Trade attorney and Steel Market Update contributor Lewis Leibowitz offers the following update on events in Washington:
Section 232 keeps cropping up in the news; this week, it’s no different.
In 2017, the Commerce Department initiated several investigations (on steel, aluminum, autos and auto parts, and uranium). Trade restrictions ensued on steel and aluminum, but not the others. In 2019, Commerce initiated an investigation under Section 232 on imports of titanium sponge. The Commerce Department determined that the imports of all the above products were “under such circumstances, and in such quantities” as to threaten to impair the national security of the United States. However, the president only took action to limit imports with respect to steel and aluminum.
In the last month, Commerce has announced three new investigations. The first, on transformer components and electric transformers themselves, was initiated by the department in a May 19 announcement. The other two were started by private industry petitions—one on mobile cranes (announced on May 26), and the other on vanadium (June 3), a metal used as an alloying material in certain steel products, such as high-strength steels. Given the relationship between the three new cases and steel, it is worth exploring whether new concepts of national security are being spawned by new investigations.

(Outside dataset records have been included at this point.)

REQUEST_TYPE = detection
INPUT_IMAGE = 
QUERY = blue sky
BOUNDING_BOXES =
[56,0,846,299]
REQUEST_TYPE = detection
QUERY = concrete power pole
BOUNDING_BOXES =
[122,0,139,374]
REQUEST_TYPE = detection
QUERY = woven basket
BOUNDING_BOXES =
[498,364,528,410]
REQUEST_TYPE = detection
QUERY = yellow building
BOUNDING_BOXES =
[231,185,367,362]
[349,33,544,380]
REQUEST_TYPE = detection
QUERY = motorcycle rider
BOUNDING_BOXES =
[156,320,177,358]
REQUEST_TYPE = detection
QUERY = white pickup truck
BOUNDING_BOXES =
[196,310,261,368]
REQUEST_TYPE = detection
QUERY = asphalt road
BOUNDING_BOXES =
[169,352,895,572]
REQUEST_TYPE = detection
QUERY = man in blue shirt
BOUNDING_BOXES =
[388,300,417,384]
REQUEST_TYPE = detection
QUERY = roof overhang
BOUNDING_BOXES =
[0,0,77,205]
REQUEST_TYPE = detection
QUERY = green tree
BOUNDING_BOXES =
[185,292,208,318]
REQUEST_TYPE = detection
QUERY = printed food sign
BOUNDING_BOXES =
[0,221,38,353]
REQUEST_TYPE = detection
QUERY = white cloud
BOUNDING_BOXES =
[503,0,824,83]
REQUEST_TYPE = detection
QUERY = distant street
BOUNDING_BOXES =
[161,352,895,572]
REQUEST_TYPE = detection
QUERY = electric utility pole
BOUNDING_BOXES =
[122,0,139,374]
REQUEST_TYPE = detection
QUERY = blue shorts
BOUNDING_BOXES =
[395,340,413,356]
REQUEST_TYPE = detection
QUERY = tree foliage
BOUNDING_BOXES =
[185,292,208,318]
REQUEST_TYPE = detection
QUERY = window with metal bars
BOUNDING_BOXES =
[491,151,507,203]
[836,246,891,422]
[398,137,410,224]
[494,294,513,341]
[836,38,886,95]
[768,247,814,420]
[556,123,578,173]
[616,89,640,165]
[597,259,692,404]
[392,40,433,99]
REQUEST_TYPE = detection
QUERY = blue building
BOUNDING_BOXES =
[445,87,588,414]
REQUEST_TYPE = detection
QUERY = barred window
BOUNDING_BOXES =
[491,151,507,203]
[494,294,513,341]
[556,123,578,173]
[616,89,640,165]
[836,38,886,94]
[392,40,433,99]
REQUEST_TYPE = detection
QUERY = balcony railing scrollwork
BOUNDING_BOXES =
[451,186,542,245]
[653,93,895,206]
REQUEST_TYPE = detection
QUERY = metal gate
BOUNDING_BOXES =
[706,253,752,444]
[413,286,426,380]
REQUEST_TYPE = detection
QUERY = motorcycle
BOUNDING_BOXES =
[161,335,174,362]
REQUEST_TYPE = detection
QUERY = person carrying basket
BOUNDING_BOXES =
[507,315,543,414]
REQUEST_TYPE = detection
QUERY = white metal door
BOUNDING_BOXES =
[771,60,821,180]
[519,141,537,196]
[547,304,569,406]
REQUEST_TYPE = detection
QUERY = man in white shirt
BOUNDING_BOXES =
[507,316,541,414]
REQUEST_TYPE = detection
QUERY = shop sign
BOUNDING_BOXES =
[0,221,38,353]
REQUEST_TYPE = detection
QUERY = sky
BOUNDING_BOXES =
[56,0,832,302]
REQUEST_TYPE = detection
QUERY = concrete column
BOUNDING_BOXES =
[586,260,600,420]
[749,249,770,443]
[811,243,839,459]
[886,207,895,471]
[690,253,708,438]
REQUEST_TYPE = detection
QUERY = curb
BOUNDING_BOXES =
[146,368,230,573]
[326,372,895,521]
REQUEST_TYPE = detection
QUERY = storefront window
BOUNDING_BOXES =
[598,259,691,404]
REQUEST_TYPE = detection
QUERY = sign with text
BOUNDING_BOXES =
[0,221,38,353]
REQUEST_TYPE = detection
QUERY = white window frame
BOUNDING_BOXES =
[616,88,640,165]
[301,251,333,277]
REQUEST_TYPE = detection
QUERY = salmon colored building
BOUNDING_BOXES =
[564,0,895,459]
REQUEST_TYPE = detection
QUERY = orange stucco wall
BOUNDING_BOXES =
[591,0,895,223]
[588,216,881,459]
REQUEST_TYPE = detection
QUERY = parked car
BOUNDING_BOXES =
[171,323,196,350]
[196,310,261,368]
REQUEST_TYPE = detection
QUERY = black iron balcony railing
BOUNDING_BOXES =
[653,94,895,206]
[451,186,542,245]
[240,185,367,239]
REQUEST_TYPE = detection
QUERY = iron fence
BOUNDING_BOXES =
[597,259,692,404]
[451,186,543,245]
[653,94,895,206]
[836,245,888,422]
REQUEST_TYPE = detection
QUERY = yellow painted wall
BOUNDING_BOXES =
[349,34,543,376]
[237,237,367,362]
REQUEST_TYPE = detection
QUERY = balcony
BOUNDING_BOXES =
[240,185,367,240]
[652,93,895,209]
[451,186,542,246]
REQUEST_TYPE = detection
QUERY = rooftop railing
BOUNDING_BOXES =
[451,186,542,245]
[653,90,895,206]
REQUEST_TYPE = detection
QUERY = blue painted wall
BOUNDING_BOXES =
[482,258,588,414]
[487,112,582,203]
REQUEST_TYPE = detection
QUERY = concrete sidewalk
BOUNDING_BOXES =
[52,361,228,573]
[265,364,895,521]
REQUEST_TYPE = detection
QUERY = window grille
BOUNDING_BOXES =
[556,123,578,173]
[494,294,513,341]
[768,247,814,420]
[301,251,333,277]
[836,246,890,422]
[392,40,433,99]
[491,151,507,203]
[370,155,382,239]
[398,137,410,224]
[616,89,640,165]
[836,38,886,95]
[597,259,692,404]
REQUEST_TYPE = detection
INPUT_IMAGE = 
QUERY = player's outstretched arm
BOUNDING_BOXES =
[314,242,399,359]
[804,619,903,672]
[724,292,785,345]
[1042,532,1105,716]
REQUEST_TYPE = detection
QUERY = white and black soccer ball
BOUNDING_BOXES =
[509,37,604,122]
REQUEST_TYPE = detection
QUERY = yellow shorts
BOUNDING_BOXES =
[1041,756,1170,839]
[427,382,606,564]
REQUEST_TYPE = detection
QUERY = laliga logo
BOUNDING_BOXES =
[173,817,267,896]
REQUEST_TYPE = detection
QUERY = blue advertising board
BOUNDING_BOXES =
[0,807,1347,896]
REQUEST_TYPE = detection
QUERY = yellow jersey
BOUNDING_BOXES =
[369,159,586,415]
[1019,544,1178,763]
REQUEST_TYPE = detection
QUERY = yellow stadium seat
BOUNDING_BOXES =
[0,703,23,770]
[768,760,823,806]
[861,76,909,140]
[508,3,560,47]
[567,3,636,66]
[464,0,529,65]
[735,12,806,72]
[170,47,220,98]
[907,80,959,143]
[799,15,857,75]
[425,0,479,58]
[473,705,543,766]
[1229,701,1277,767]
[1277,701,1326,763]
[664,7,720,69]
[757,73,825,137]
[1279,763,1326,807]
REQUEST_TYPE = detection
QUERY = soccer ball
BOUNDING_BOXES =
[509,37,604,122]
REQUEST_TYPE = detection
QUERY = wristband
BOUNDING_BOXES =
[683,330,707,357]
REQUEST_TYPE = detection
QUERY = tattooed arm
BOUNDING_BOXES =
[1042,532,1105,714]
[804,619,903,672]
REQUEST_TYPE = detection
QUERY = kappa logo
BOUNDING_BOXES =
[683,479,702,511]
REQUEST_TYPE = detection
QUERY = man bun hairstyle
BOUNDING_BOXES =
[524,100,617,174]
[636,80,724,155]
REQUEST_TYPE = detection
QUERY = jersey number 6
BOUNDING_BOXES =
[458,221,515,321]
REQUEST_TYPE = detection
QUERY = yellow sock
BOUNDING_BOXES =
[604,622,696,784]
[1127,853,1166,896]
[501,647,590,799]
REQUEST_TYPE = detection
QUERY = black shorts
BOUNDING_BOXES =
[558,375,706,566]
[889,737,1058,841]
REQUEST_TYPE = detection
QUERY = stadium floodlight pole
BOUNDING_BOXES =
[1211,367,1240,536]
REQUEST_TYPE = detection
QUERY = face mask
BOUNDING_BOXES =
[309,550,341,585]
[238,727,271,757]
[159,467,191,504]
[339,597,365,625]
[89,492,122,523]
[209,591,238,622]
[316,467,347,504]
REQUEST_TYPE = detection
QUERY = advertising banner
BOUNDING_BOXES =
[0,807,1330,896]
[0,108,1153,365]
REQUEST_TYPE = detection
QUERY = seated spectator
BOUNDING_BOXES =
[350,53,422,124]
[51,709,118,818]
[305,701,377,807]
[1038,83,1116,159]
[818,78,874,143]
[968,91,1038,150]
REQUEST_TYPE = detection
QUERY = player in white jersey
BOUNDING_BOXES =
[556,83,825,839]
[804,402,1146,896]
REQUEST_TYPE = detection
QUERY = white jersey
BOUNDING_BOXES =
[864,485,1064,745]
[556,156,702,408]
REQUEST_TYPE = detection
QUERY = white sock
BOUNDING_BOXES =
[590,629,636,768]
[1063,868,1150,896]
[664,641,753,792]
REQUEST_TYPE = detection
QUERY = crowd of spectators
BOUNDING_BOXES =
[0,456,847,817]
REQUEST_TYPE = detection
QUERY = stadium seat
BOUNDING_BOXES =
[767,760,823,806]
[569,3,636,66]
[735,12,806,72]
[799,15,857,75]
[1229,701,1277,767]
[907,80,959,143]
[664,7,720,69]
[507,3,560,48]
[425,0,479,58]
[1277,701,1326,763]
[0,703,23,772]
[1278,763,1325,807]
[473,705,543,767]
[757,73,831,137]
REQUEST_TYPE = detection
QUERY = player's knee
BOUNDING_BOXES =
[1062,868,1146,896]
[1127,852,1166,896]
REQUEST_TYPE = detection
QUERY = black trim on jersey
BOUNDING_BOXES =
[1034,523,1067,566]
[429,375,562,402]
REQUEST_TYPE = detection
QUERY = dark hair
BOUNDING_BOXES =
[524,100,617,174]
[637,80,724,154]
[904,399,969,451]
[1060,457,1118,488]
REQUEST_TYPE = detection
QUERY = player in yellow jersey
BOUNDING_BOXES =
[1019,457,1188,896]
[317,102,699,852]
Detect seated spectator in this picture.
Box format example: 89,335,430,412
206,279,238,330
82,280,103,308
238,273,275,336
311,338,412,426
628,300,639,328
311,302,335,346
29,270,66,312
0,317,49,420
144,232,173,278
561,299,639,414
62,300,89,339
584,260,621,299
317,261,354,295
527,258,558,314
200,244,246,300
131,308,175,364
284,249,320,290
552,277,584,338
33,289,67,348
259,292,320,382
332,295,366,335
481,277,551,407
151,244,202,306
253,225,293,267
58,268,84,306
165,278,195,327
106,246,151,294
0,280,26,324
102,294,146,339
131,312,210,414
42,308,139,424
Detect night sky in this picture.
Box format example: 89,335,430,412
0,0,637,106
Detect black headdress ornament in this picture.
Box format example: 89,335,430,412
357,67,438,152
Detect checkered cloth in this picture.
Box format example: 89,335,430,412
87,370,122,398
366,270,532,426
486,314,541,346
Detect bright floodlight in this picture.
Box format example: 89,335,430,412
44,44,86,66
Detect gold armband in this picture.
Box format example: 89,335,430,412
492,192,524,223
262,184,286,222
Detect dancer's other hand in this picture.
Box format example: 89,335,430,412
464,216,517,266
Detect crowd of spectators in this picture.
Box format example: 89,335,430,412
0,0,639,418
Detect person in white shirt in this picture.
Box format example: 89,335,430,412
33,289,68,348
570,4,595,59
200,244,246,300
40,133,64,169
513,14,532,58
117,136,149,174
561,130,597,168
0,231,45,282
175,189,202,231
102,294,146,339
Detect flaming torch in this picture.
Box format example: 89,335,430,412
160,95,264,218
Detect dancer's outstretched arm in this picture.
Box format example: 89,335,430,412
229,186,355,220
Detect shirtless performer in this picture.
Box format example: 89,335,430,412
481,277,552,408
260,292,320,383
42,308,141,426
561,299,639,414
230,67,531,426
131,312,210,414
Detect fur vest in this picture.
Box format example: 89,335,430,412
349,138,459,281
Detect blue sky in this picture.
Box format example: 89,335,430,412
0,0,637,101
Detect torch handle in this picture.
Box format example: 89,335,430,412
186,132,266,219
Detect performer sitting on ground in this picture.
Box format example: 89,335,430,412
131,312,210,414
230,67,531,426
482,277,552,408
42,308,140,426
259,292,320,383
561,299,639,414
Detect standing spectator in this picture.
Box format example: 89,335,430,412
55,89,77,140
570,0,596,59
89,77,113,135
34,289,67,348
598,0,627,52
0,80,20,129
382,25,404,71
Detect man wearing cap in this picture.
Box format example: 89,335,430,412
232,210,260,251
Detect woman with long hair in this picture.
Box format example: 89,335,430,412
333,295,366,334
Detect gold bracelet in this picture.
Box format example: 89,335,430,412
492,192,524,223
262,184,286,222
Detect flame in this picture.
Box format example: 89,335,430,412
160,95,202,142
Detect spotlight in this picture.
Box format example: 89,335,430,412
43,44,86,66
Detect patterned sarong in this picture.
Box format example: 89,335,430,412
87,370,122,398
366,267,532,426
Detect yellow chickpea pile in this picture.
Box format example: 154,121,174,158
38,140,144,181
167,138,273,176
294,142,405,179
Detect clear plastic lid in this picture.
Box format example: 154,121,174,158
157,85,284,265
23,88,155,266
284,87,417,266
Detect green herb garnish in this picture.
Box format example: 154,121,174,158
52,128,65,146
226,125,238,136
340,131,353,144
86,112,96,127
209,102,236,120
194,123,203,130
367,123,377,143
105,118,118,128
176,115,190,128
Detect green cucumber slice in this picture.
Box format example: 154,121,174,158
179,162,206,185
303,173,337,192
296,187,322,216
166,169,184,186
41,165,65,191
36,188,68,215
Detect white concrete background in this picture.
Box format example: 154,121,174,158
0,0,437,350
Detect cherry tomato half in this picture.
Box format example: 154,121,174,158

I’ve reported previously on the transformer-related Section 232, which was self-initiated by Commerce as is authorized by statute. To review, when AK Steel was acquired earlier this year by Cleveland-Cliffs, Inc., the CEO of the new parent company voiced his intention to cease production of grain-oriented electrical steel at AK Steel if imports of downstream products were not curtailed. The CEO secured a letter from members of Congress from Pennsylvania and Ohio, where AK has production facilities, asking the president to impose tariffs on downstream transformer-related products (laminations and cores). Those products are made almost entirely from grain-oriented electrical steel. The members of Congress wanted to protect AK Steel from competition by restricting imports of these “downstream” materials, keeping those facilities open and the workers employed. In apparent response, the president signed an Executive Order on May 1 placing in doubt transactions for “bulk power system electric equipment” from a foreign corporation or national if the Secretary of Energy, in consultation with other Cabinet Departments, finds the equipment is being sold by a “foreign adversary.”
The Section 232 announcement on transformer components followed shortly after the Executive Order. The notice of investigation announced a 21-day period for comments, which is unusually short (June 9). Several trade associations asked for an extension of the comment deadline, which the department granted on June 8. The new comment deadline is now July 3. It’s hard to know what the short deadline meant, or what the extension meant, but comments will come in early July. No public hearing has yet been scheduled.
The transformer investigation was not accompanied by any analysis of why the importation of transformer components or transformers was a threat to impair the national security. We have seen in previous Section 232 cases that Commerce claims nearly unlimited authority to relate almost any imports to national security. The connection to defense readiness of using imported transformers rather than domestic ones is not clear; but if we are in a war and an enemy succeeds in destroying our electrical grid, we may need domestic transformer production. That could be said of many goods and services as well.
There is a bit more information about mobile cranes and vanadium, because those cases were started by industry petitions, which tried to connect national security with their own welfare. Manitowoc, a leading manufacturer of mobile cranes, filed a Section 232 petition in December 2019. Mobile cranes are purchased by the military for construction needs. Imports of these cranes has, Manitowoc alleges, surged since 2014, jeopardizing the company’s competitive position in the United States.
As for vanadium, the link to national security is tenuous. Vanadium is not currently produced in the United States—all supplies are imported, and a large portion of those imports comes from China. Vanadium is used as an alloying element in steel, but it is also important to new electric vehicle batteries currently under development. There are vanadium deposits in the United States; a few companies are exploring the possibility of starting production in this country. So, this new investigation raises the question whether national security is threatened if a new industry cannot get started.
Section 232 has also taken a favored place in trade policy—international trade disputes often go to the World Trade Organization; but national security, according to the United States, is off limits for international trade disputes. This argument, if successful, would blow a hole in the world trading system. Some argue that the world trading system needs a reset; so maybe the U.S. is doing the system a favor.
For transformers, cranes and vanadium, the arguments for protection have more to do with economic injury than with national security. The current administration, as I reported before, has seized on this argument to support companies like steel and aluminum producers and to launch new investigations concerning transformers and components, cranes and vanadium.
The remaking of U.S. trade and economic policy embarks on a new chapter with these investigations. It is hard to predict right now where it will end, but it could be a rough ride.